Die letzten Tag in der Sommerresidenz in Al Bahah

20.4.2020

Plötzlich kommt von der österreichischen Botschaft Bewegung in die Sache. Sie haben uns vor einigen Tagen einen Flug in Aussicht gestellt. Obwohl noch ungewiss ist, ob wir mitfliegen können nutzen wir die Ankündigung als Anlass zu packen, die letzte Wäsche zu waschen und somit alles für die Abfahrt und lange Unterstellzeit für VAnGO klar zu machen. Bis Jeddah sind es nur 400 km.

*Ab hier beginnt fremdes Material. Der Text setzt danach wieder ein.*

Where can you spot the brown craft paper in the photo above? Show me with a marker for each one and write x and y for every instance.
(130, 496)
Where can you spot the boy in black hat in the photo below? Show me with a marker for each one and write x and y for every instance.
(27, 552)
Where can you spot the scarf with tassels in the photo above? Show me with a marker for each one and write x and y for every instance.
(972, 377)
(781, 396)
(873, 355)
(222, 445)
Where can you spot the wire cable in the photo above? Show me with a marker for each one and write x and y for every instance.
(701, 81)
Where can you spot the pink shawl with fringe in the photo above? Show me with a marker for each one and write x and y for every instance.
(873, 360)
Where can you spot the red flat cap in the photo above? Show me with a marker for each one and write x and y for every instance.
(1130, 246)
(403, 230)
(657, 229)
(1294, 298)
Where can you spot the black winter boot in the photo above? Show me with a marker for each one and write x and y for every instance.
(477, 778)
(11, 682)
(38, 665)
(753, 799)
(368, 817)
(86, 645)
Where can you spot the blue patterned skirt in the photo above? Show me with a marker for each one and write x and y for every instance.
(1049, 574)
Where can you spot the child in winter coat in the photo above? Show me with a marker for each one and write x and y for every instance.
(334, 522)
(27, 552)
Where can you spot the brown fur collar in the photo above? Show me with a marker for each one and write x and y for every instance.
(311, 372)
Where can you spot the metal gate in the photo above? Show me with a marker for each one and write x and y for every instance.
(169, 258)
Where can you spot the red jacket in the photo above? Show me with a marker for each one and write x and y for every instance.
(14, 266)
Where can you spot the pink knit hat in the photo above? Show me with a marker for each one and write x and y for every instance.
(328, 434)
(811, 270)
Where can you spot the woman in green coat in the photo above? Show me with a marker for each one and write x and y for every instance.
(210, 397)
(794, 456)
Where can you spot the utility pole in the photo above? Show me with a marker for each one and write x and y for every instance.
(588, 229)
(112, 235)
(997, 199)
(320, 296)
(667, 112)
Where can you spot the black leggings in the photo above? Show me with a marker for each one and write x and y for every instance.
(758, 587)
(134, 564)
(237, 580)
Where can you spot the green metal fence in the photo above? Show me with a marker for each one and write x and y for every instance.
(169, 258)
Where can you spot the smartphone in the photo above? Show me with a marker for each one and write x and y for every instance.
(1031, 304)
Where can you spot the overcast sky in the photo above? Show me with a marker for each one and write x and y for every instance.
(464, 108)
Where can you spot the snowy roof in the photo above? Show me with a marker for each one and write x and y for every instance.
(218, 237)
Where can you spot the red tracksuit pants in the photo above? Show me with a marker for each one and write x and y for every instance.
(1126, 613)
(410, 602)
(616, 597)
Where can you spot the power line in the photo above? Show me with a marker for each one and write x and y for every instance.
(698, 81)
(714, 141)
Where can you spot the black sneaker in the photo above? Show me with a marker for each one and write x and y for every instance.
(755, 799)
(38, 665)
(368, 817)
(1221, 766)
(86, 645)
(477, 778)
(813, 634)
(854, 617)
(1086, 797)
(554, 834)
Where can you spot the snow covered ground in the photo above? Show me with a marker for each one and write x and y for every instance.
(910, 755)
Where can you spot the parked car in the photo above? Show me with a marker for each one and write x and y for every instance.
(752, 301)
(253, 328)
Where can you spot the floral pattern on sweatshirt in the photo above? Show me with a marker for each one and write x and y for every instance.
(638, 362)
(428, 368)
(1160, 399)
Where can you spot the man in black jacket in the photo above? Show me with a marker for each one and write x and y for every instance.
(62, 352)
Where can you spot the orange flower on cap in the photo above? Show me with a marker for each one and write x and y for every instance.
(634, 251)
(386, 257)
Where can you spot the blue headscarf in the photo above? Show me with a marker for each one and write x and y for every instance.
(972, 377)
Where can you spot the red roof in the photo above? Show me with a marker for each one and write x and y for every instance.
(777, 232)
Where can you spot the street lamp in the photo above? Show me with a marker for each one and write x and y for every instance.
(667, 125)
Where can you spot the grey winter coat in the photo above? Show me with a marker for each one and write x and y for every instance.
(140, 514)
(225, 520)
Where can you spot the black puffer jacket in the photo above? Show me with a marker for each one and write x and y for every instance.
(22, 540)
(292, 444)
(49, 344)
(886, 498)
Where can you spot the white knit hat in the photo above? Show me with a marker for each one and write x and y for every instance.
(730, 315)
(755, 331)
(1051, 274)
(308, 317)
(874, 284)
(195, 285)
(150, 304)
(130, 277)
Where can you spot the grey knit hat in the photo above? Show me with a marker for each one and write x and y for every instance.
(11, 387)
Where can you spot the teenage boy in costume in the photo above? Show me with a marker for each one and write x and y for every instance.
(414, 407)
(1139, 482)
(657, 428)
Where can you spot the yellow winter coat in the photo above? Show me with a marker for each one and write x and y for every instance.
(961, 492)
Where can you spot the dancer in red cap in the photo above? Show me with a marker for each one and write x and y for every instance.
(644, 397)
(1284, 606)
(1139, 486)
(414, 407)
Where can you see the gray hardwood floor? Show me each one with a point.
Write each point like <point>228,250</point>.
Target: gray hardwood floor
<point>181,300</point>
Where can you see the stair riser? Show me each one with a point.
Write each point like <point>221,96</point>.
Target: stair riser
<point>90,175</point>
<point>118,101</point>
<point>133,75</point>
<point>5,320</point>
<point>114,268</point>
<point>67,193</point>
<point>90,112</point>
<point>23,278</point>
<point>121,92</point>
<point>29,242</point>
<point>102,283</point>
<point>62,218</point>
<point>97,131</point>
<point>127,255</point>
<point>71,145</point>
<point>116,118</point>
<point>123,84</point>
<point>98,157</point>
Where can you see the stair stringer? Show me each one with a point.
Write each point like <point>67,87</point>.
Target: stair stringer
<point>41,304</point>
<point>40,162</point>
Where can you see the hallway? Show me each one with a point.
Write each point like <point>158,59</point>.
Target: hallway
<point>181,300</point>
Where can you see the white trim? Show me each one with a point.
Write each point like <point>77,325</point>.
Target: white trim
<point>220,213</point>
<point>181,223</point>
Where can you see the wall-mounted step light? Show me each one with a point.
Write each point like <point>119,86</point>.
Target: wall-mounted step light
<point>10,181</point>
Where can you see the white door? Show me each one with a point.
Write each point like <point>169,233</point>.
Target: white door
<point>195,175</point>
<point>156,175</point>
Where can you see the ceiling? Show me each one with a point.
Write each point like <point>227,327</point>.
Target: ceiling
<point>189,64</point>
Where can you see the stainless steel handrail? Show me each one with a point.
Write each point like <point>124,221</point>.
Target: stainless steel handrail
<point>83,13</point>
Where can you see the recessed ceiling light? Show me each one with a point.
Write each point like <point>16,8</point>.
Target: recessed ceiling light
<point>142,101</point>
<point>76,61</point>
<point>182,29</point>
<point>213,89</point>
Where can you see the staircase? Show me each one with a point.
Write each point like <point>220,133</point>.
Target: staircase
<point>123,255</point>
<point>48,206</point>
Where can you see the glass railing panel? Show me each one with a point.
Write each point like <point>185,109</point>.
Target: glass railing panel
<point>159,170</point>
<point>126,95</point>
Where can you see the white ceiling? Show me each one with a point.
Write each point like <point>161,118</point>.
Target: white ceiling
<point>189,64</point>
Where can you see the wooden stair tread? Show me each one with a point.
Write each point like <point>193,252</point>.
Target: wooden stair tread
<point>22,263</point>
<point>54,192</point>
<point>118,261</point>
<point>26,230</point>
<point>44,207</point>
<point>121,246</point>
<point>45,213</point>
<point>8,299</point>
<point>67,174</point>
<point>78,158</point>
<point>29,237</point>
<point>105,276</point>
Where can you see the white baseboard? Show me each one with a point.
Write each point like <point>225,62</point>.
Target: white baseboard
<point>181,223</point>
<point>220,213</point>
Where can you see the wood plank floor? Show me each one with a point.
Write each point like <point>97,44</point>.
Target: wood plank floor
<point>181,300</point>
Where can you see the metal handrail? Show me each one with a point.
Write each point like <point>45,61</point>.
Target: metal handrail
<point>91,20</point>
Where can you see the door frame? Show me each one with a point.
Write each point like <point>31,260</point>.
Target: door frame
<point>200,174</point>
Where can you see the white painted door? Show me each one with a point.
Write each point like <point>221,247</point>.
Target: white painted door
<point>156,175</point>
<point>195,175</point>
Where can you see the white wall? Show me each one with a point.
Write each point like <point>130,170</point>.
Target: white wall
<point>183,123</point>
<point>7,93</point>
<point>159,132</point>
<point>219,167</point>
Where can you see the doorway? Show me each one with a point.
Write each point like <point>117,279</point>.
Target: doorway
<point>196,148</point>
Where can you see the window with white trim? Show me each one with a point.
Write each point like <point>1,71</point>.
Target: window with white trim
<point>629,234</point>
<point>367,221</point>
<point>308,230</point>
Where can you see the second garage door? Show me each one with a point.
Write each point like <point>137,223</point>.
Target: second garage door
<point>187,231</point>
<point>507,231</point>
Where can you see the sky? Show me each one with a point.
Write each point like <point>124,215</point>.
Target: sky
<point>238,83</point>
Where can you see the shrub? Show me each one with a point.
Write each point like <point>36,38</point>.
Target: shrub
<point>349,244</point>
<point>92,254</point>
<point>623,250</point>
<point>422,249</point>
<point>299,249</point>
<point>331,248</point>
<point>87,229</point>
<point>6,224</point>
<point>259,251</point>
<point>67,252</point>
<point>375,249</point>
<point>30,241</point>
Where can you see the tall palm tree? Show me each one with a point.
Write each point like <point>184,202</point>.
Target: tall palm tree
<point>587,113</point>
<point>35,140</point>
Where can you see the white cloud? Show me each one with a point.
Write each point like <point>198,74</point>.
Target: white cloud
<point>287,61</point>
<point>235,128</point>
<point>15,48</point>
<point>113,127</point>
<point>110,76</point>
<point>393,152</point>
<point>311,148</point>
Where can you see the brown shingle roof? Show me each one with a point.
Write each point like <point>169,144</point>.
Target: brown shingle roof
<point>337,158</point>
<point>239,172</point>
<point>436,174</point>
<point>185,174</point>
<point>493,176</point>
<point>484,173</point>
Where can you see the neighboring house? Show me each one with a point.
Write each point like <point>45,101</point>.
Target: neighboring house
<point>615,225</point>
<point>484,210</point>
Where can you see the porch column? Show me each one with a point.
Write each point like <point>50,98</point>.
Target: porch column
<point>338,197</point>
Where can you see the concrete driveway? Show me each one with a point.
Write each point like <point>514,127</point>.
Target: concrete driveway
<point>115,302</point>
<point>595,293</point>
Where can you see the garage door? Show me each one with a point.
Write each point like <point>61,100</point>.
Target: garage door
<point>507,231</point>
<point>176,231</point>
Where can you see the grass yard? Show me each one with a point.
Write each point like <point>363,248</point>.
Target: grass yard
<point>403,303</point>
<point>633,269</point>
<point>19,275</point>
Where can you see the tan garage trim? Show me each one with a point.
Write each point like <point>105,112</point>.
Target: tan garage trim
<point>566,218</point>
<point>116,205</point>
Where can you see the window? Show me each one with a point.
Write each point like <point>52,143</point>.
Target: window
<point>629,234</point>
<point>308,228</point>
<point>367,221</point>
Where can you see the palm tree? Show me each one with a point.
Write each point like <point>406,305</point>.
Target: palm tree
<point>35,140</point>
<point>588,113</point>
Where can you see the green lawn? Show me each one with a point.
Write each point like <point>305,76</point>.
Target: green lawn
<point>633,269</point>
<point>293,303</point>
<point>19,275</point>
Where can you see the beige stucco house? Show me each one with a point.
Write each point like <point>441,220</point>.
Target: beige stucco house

Trotz Ausgangssperre ab 15 Uhr sind die locker an einem Tag zu schaffen. Nach Riad hätten wir mindestens zwei Tage benötigt und nicht gewusst, wo und ob wir auf dem Weg übernachten dürfen. Der Flug nach Wien ist der erste seit Schließung der saudischen Flughäfen, der das Land nicht von Riad aus verlässt. Wir hoffen sehr, mitgenommen werden zu können.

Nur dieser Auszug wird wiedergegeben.